State of U.P. 2005 Cr.L.J. 755. 13. The Full Bench of this court has held in the aforementioned case; 1. Even if a cognizable offence is disclosed in the FIR or complaint the arrest of the accused is not a must, rather the police officer should be guided by the the decision of the Supreme Court in Joginder Kumar Vs. State of U.P. 1994 Cr.L.J. 1981, before deciding whether to make an arrest or not. 2. The High Court should ordinarily not direct any Subordinate Court to decide the bail application the same day, as that would be interfering with the judicial discretion of the court hearing the bail application.
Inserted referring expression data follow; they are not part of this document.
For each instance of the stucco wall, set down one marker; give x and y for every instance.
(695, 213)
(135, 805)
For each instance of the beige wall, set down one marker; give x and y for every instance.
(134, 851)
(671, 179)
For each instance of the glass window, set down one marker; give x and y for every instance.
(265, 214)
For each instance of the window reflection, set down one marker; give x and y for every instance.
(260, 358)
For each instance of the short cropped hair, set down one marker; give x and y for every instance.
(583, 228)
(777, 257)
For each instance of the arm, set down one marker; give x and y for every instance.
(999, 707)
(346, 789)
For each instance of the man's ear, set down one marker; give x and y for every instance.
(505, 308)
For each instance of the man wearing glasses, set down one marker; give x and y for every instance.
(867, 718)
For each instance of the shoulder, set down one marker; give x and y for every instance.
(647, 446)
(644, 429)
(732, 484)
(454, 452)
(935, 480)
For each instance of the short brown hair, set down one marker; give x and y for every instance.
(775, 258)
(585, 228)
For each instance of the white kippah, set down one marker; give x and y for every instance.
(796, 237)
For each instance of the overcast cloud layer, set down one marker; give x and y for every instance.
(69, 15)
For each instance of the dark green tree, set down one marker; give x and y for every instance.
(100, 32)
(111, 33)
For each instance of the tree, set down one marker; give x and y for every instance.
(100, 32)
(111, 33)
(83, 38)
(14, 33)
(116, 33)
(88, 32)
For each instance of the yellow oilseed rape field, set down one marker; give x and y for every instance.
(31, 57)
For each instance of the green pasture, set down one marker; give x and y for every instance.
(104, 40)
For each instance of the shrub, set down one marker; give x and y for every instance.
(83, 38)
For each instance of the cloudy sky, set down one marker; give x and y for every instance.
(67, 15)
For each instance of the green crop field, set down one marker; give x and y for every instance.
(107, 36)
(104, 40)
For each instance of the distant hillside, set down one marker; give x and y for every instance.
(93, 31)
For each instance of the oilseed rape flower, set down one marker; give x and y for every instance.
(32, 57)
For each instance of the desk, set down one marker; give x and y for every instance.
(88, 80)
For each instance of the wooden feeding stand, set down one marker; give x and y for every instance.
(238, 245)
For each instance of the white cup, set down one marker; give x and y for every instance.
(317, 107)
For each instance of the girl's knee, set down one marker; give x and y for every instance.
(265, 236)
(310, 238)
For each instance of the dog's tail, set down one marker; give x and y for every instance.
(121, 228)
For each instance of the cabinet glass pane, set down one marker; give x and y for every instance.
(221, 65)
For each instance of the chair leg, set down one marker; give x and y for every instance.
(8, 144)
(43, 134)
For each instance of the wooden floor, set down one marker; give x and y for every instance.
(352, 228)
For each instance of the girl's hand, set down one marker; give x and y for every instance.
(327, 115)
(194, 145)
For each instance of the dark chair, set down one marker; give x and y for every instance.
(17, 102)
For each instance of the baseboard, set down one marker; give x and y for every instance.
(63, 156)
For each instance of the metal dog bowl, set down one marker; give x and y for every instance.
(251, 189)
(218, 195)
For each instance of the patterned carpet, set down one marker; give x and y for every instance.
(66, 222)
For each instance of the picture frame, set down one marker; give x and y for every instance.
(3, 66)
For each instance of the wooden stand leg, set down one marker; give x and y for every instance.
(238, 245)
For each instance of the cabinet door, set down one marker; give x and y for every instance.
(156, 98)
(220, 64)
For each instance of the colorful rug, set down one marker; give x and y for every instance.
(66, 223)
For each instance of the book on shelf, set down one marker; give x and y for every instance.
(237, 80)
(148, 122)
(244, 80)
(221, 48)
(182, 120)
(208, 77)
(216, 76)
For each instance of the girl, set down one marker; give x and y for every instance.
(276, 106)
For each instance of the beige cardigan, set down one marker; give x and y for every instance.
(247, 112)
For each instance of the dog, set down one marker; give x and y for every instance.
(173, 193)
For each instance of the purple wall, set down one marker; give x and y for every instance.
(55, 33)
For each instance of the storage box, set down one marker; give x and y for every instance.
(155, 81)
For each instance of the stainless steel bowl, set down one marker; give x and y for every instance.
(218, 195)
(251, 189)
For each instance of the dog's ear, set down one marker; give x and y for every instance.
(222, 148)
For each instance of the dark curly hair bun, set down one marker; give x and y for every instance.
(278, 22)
However, as stated above, when the bail application is under section 437 Cr.P.C. ordinarily the Magistrate should himself decide the bail application the same day, and if he decides in a rare and exceptional case not to decide it on the same day, he must record his reasons in writing. As regards the application under section 439 Cr.P.C. it is in the discretion of the learned Sessions Judge, considering the facts and circumstances whether to decide the bail application the same day or not, and it is also in his discretion to grant interim bail the same day subject to the final decision on the bail application later. 14. The above view has been approved by the Hon'ble Apex Court in Lal Kamlendra Pratap Singh Versus State of U.P. on 23.3.2009 in Criminal Appeal No. 538 of 2009. 15. With this direction, this petition is accordingly, disposed of.